L’évolution du style de Metallica sur cet opus est considérable et une partie des fans leur reprochera d'avoir tout fait pour passer à la radio. En effet, il est clair que le tempo s'est considérablement réduit. Sous l’influence de Bob Rock, les « four horsemen » délaissent leurs influences Thrash pour se concentrer sur les finitions des morceaux. Ainsi, la plupart des titres sont construits sur un ou deux riffs, sur lesquels le groupe ajoute petit à petit des éléments, tel le grandiose "Enter Sandman". La basse retrouve sa place au sein de la formation, et les possibilités de chaque instrument sont exploitées au maximum. Le son de l’album s’en trouve considérablement enrichi, avec une production presque parfaite et une ambiance sonore finement travaillée.
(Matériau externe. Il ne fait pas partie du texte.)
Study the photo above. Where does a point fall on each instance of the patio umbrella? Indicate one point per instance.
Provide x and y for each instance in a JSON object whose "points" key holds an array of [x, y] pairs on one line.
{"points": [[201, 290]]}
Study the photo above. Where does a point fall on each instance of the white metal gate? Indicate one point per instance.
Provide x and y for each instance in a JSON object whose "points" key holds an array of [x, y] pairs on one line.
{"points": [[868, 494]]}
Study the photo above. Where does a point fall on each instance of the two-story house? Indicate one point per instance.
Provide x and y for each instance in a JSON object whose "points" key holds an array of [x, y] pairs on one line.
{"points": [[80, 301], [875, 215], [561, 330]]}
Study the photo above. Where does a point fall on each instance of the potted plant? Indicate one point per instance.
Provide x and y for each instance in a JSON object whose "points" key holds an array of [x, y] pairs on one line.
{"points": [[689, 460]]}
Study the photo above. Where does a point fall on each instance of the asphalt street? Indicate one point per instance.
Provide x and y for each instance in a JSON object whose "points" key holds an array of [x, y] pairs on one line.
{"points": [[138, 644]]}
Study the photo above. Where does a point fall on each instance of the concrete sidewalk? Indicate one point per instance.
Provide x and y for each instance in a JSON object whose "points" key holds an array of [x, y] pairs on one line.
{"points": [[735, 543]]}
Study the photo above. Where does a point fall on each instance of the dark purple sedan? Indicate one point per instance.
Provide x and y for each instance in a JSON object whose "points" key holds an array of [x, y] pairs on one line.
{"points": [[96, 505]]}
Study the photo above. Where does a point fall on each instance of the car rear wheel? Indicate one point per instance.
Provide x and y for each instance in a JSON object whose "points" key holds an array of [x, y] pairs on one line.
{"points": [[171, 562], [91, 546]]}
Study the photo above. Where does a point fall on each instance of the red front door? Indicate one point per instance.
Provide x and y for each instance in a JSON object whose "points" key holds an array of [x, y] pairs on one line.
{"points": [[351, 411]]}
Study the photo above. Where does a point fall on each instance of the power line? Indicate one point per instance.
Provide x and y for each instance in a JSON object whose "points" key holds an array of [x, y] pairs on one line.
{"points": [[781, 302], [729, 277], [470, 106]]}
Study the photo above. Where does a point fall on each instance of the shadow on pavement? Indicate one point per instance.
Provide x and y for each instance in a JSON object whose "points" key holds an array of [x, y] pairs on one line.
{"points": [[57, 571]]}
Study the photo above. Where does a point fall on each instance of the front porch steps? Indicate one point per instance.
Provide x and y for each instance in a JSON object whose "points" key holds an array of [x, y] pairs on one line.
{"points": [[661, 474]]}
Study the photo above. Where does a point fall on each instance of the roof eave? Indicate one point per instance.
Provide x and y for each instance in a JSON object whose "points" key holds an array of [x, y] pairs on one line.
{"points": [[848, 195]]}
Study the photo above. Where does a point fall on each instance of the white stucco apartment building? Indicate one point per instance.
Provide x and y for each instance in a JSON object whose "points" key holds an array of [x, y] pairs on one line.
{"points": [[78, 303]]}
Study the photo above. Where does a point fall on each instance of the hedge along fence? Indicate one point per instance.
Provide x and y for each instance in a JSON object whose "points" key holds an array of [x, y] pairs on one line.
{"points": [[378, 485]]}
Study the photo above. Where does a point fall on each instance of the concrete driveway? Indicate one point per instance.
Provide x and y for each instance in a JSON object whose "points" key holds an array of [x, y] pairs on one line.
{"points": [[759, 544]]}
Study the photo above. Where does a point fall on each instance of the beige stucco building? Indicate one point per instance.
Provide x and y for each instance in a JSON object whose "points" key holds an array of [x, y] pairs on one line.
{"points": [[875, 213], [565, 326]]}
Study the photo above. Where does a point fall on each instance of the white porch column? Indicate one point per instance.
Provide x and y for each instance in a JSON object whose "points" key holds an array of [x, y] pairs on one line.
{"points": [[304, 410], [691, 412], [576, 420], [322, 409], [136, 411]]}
Attention, l’essence de Metallica reste présente, avec une majorité de riffs acérés et sombres. Le ralentissement du tempo rend l’ambiance encore plus pesante ("Sad But True"). James Hetfield chante comme jamais, ses lignes de chant sont inspirées, et il fait vivre des titres tels "Wherever I May Roam" ou "My Friend Of Misery". Les paroles s’éloignent des thèmes habituels de société, de guerre et d’insanité. Les sentiments sont plus fouillés, ainsi que le précise James : « Quand tu parles de tes sentiments, tu es sûr de ne pas te tromper, contrairement aux problèmes divers de la société. ».
Le coté sauvage est toujours bien présent, mais simplement mieux maitrisé. Le grandiloquent "Sad But True", que l’on retrouvera sur beaucoup de sac à dos d’étudiantes, le rapide "Holier Than Thou", sont des exemples de morceaux percutants qui rappellent bien qu’il est question de metal. Des titres étonnants font parallèlement leur apparition. "Nothing Else Matters" fera beaucoup parler d’elle, étant la première véritable balade du groupe. Ce splendide titre présente même des orchestrations classiques (du célèbre Michael Kamen), ainsi qu’un solo percutant et élégant. "The Unforgiven" est assez originale, avec des couplets hard, et un refrain plus acoustique.
Alors pour certains fans, cet album sera celui de la traitrise et de la compromission. Pourtant, avoir atténué l'agressivité n’est pas ici synonyme de médiocrité. Des différents titres présents sur cet opus, beaucoup deviendront des classiques de Metallica. Ce "Black Album", s’il marque une rupture dans la carrière du groupe, s’avère un modèle de maitrise, et le soin apporté à la production lui permet de rester d’actualité dix huit ans après.